The Blossoming Years
Youth is a time for discovering an ever-expanding world with ever-increasing sensory awareness. Because of this fresh lust for life, one’s first Elder often makes a profound and lasting impression. And so it was for me. My mother’s mother, who we called Grandmother, magnified the magic of my first years by helping unfold the mysteries of the Wisconsin lake country woods and prairies in which I grew up. Some of my earliest memories are teachings about the squirrels and rabbits, hazelnuts and wild greens, that helped feed the fourteen children she bore in that little warm-smelling, weathered house tucked into the hillside. From her I learned how to use what the Great Mother provided and be thankful for it. She never lusted for more or wished for something different. This is the Gifting Way, and thanks to Grandmother, it has been my way ever since I was first able to reach out for something.
“You run around like a wild Indian,” Mother would scold, as I’m sure many 1950s-era mothers did with their unruly children. And yet in her voice was a hint of approval–not surprising considering she was raised by Grandmother.
School came too late for me; I could no longer be tamed. Lifelong patterns are set in the first few years of life, and I never quit being that little boy looking into a tadpole pond with a sense of wonder. They dragged me literally kicking and screaming into my first two years of school, where they tried in vain to have me use my right hand and stay in the lines.
I endured because of the appearance of an elder named Andy, a Menominee from the reservation north of us. One night, out of the blue, Dad brought him home for supper. “Where’s your headdress?” I blurted out. After a brief, uneasy silence, Dad answered for him: “Back on the reservation.” My next offering: “Do you have a bow and arrow?” It took yet another embarrassing question or two for me to get the message: Indians have changed.
After everyone returned to their food, Andy looked at me with a caring smile and spoke in the language beyond words: “Remember how Grandmother taught you to listen.
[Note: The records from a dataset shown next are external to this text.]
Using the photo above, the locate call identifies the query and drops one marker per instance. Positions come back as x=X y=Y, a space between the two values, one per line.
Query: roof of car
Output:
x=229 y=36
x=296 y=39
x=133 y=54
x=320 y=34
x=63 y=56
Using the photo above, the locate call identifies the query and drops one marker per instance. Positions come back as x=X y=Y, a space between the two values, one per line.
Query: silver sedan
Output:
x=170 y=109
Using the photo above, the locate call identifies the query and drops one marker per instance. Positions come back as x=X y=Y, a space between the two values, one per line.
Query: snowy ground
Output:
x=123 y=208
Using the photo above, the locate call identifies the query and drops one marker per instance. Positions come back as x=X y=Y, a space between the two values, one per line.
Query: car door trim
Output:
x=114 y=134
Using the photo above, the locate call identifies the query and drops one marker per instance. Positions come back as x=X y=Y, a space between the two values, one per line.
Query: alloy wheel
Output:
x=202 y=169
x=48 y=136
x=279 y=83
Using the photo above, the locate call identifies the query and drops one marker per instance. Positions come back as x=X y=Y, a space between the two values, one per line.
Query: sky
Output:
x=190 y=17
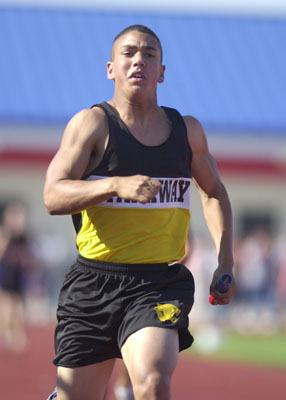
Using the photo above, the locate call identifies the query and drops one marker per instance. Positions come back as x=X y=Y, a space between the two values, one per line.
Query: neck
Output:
x=130 y=109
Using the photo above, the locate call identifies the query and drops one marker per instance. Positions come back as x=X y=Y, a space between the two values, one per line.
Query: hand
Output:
x=218 y=297
x=137 y=188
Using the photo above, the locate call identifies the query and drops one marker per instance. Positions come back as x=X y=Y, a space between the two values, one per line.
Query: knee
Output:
x=152 y=385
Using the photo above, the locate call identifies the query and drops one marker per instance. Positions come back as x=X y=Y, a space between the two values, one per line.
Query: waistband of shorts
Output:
x=118 y=268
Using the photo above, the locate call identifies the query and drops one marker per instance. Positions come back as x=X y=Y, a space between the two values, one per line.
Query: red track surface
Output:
x=31 y=376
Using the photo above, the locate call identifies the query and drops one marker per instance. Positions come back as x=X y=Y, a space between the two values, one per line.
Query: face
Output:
x=136 y=65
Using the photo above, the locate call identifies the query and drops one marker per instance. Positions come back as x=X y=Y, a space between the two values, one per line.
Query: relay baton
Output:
x=222 y=286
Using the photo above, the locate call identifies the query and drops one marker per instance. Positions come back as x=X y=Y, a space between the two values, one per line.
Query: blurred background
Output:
x=226 y=66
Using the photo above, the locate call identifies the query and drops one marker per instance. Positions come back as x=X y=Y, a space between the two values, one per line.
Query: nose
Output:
x=138 y=58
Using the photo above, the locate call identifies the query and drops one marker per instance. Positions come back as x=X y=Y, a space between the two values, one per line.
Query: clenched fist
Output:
x=137 y=188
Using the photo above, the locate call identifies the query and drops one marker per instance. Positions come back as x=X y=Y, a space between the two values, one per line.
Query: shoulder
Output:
x=196 y=135
x=86 y=124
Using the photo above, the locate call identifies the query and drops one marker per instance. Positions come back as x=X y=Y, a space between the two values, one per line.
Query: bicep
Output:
x=205 y=174
x=71 y=160
x=204 y=169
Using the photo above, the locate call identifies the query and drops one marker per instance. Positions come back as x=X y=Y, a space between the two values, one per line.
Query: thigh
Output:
x=88 y=383
x=151 y=349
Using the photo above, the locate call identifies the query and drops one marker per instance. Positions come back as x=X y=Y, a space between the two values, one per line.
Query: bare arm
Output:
x=215 y=202
x=65 y=192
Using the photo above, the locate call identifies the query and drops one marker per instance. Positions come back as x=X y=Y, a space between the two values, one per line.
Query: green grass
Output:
x=262 y=350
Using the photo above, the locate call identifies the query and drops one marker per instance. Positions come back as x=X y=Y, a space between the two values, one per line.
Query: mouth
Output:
x=138 y=76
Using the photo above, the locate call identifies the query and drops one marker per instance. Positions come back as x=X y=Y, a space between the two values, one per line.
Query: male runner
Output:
x=123 y=171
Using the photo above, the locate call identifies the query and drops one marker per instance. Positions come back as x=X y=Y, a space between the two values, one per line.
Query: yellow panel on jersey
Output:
x=129 y=232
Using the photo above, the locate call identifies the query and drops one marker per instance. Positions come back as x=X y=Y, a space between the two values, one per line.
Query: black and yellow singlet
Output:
x=123 y=231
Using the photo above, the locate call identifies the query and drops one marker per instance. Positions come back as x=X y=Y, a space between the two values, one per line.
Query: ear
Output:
x=110 y=71
x=162 y=74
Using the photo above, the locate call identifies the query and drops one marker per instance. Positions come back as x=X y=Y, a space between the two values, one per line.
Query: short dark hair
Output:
x=137 y=28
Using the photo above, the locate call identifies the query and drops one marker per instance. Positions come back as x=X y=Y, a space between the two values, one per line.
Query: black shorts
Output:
x=101 y=304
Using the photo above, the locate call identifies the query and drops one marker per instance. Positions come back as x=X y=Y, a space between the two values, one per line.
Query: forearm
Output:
x=218 y=215
x=71 y=196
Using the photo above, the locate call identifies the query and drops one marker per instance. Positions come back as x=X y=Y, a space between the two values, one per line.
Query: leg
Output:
x=122 y=388
x=88 y=383
x=151 y=355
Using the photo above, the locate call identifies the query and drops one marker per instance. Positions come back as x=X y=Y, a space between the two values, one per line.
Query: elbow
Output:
x=50 y=203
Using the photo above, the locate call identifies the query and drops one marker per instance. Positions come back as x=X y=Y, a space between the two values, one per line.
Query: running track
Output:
x=31 y=376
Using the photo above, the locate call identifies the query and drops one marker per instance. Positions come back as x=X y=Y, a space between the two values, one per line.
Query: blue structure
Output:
x=229 y=72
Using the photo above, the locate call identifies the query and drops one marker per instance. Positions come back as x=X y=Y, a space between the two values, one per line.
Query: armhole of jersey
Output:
x=175 y=115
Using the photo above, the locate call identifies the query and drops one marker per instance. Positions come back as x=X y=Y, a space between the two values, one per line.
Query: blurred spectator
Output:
x=17 y=266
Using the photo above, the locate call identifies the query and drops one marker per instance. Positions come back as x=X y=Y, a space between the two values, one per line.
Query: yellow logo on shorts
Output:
x=167 y=312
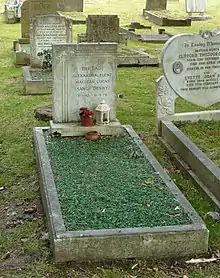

Questions scare away answers. You see me: my
appearance, my label “Indian,” and yet what you hear is the voice of my heart. You who runs around like a wild Indian, run with an open heart.”
School became tolerable after that, because I just went through the motions. They had me do spelling bees and running and swimming and wrestling for them, but — much to their consternation — I showed no “school spirit.” I knew what really mattered, as all through my youth I remembered Andy’s guidance.